10 Wrestlers Who HATED Losing
9. Bruno Sammartino
Bruno Sammartino was a salt of the earth man, a trait so earnest and authentic that it allowed his adoring, Italian-American immigrant public to bond with him. Together - and it reads as corny, but you need only listen to the molten archive footage and read the statistics of his drawing power to believe it - they informed his legacy.
He wasn't quite humble; early in his career, he repelled promoters through his refusal to lose, even in the early, unproven stage of his career.
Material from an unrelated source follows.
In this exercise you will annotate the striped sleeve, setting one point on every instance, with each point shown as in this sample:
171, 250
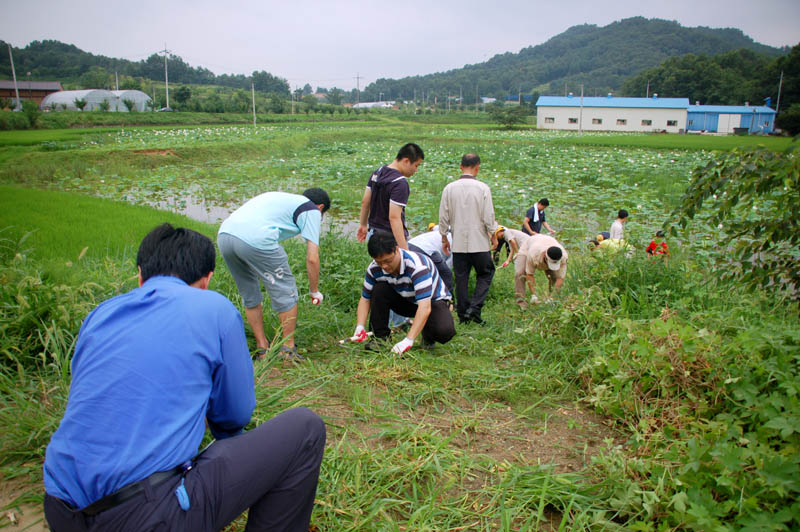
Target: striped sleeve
369, 281
422, 279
Blackballed, he had to prove himself in Canada before returning to the northeast. Sammartino reasoned that "If anybody can really beat me, fine - but that's the only way I'll go down."
Sammartino was a man of preposterous strength - a strength informed by total, unadulterated drive. This strength was coded in his DNA; famously, his mother kept the sickly Sammartino alive by evading Nazi forces in their small, occupied village of Pizzoferrato, Italy. Bruno escaped the fate of four of his siblings, who died living on nothing but snow, and built his body, after emigrating to America, becoming a weight-lifting machine in defiance of bullies. He resolved never to become that sickly boy again. Strength became his primary personality trait.
Sammartino wasn't an egotist. He had overcame something so arduous that he couldn't reconcile the though of losing something so frivolous in comparison.